Sur le plan de trésorerie : sur le cas type à Méailles, le reste à charge d'un ménage très modeste ressort à 6 000 € après aide ANAH et prise en charge de l'accompagnement. Étalé sur quinze ans en éco-prêt à taux zéro, cela représente de l'ordre de 35 € par mois, à comparer aux 1 150 € d'économie annuelle attendue sur la facture d'énergie.
La typologie dominante du parc détermine la part de logements disposant d'une toiture exploitable en propre à Méailles. On relève 93 % de maisons individuelles, 1.80 personne(s) par logement, 124 habitants, en zone climatique H3. Ces valeurs ne décident d'aucun projet à elles seules, mais elles fixent l'ordre de grandeur dans lequel un chiffrage à Méailles est crédible.
Côté performance, une installation photovoltaïque en autoconsommation pèse pour 10 à 20 % de la consommation totale.
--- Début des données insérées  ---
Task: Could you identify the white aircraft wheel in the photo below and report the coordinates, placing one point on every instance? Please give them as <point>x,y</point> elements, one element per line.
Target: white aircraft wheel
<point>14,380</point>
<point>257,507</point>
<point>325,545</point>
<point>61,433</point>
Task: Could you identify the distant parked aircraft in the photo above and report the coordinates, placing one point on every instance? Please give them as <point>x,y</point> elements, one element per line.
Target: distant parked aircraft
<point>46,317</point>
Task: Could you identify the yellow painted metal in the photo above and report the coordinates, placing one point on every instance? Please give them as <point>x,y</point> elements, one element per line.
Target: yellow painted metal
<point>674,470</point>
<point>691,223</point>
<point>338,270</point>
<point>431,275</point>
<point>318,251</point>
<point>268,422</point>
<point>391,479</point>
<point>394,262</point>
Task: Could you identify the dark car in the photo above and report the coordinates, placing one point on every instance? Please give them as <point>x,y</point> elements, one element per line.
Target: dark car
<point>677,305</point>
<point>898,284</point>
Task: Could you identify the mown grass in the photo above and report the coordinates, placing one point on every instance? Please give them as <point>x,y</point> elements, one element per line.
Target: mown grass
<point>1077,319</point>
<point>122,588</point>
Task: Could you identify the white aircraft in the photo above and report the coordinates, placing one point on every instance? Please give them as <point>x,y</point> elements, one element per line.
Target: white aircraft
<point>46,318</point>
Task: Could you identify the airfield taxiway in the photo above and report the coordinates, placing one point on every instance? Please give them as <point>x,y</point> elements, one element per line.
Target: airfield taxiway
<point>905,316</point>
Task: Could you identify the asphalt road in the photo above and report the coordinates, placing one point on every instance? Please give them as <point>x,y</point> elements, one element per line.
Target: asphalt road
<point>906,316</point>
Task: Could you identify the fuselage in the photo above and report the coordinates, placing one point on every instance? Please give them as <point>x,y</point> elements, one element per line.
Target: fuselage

Sur la base conventionnelle appliquée à Méailles en zone H3, cela représente entre 1 945 et 3 891 kWh évités par an, soit 209 € à 418 € de facture en moins au tarif de référence 2026.
Le climat entre dans le calcul réglementaire : la zone H3 applicable à Méailles correspond à une base de 195 kWh/m²/an. Plus cette base est élevée, plus une installation photovoltaïque en autoconsommation rentabilise vite son surcoût, à performance identique.
Guichet compétent : CC Alpes-Provence-Verdon "Sources de lumière", dont dépend le territoire à Méailles. C'est à ce niveau que se vérifient les compléments locaux mobilisables sur une installation photovoltaïque en autoconsommation — ils ne remplacent pas MaPrimeRénov' mais réduisent le solde à financer.
Ce que vérifie l'instructeur avant de payer à Méailles : que un taux d'autoconsommation supérieur à 60 % figure au devis, que un installateur RGE QualiPV soit qualifié RGE à la date de signature, et que l'attestation Consuel et la convention d'autoconsommation soit joint. À la clé, un solde pouvant atteindre 32 000 €.
Le solde se finance : à Méailles, le reste à charge du cas type le plus aidé s'établit à 6 000 € après aide ANAH et prise en charge de l'accompagnement jusqu'à 2 000 €. Étalé en éco-prêt sur quinze ans, cela représente environ 35 € par mois, quand le photovoltaïque contribue déjà à 1 150 € d'économie annuelle attendue.
L'écueil le plus coûteux reste une puissance calée sur la surface disponible plutôt que sur la courbe de charge. Sa reprise après coup coûte couramment 10 à 20 % du poste, soit 675 € à 1 350 € sur le chiffrage retenu à Méailles — un montant qui n'est jamais couvert une seconde fois par l'aide, déjà consommée.
Même projet, aides très différentes : sur une installation photovoltaïque en autoconsommation à Méailles, l'aide varie de 4 000 € à 32 000 € selon la catégorie de ressources, avec 24 000 € pour un ménage modeste et 18 000 € pour un intermédiaire. Vérifier son RFR avant de comparer des devis évite bien des déconvenues.